Merrill et al.35 have reported an overall increased incidence of cancer in NHW as compared to HW, which was adjusted for sex. Our analysis revealed that among all ethnicities, HW had the lowest overall O/E ratio for development of SPM, both hematological and solid-organ type. They also had the lowest overall O/E incidence of prostate cancer. Socioeconomic status and access to healthcare has been ascertained as one of the primary reasons for different outcomes in prostate cancer among various racial groups. Tyson and Castle36 recently published that Hispanics with equal access to treatment for prostate cancer have similar overall survival compared to the white population. They also showed that the Asian population did better after adjustment for the receipt of treatment, while the AA population did worse. Socioeconomic status has been associated with survival in cancer patients.37,38 A patient’s address/postal code could be used as a surrogate for their socioeconomic status, but unfortunately this information is not included in the SEER database and hence precludes this analysis in our study. In our analyses, AA patients had a higher incidence of kidney/renal pelvis SPM compared to other ethnicities. Historically, the incidence of primary renal cell cancer has been higher among AA patients.39 Chow et al.40 verified that AA patients with renal cell cancer had a worse outcome in terms of survival compared to the white population, and this was irrespective of age, sex, tumor stage or size, histological subtype or surgical treatment. Most studies so far have evaluated the disparities among the two most prevalent races in the United States, NHW and AA. With the diversification of patient population in the United States and worldwide, it has become imperative to further define prognostic factors and treatment modalities on the basis of racial dissimilarity.

The strength of our study lies in the large number of population-based MM and SPM cases identified in the time period analyzed.

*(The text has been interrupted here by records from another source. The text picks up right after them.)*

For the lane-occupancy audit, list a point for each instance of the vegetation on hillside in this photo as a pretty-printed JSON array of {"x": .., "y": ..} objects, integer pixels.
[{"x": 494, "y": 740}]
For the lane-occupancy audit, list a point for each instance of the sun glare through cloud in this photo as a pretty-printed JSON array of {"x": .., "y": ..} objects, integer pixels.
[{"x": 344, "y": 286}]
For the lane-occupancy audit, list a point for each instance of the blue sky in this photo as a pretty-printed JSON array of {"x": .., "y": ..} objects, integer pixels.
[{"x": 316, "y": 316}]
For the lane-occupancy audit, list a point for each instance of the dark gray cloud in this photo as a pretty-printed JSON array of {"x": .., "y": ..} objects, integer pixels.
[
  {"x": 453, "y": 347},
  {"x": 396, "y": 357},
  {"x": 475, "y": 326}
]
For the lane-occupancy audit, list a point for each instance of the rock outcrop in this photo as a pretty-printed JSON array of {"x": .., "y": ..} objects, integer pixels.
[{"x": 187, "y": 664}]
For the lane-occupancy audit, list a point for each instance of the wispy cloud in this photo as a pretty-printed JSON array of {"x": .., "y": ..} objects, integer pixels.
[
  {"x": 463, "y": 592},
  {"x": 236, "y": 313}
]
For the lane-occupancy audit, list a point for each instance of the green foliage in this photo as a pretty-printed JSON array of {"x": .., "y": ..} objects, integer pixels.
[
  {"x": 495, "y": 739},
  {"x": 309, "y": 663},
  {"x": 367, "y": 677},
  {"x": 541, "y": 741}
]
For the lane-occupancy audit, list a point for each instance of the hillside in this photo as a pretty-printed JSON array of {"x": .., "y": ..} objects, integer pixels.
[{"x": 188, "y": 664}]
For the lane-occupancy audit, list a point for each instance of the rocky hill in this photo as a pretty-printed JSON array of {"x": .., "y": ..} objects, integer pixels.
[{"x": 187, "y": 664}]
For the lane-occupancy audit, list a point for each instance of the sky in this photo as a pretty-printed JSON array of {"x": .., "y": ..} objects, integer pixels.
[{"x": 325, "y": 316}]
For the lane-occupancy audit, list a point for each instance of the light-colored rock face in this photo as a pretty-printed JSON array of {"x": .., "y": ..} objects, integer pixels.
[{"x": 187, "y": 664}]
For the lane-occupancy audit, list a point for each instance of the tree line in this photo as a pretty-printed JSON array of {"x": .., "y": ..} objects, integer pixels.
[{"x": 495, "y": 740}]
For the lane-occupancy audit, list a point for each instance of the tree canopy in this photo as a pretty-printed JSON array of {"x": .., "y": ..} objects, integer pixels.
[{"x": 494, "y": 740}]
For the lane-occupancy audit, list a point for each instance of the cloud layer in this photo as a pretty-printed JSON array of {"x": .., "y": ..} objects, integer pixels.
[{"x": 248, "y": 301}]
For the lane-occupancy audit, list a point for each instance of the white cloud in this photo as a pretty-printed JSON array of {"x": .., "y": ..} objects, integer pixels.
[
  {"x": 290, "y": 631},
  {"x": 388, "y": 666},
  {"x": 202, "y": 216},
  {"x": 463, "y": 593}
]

We were also able to eliminate selection bias, which is generally introduced when data from hospital-based populations are utilized. The SEER ascertainment also helped expand the generalizability of the findings to patients who are not enrolled in clinical trials. MM is a relatively rare cancer and the survival time is shorter compared with other hematological malignancies, making SPM case ascertainment a challenge. Therefore, we chose to exclude cases diagnosed with a second cancer within the first 2 months of MM diagnosis. To address the issue of surveillance bias within the first year of a primary cancer diagnosis, we performed a sensitivity analysis excluding SPM cases diagnosed within the first year, and the results were similar.12 The SEER database does not provide us with individual-level treatment information; thus we were unable to test the effect/association of treatment modalities on the variance in incidence of SPM among the different ethnic groups.

Conclusion

Exploring potential causes of outcome disparities is important for evaluating disease characteristics and optimal triaging of healthcare resources for specific patient populations. The demonstration of an increased risk of developing specific SPMs in MM patients of certain ethnicity may be utilized in clinical practice to target the defined population for appropriate screening. We have performed the largest population-based analysis for the risk of SPM in MM patients stratified by race/ethnicity. We found that the risk of developing SPM among MM patients is variable depending on the patient’s ethnic background. This warrants further exploration of the impact of SPM on outcomes of MM patients across different racial subgroups, especially in the form of prospective data collection and analyses.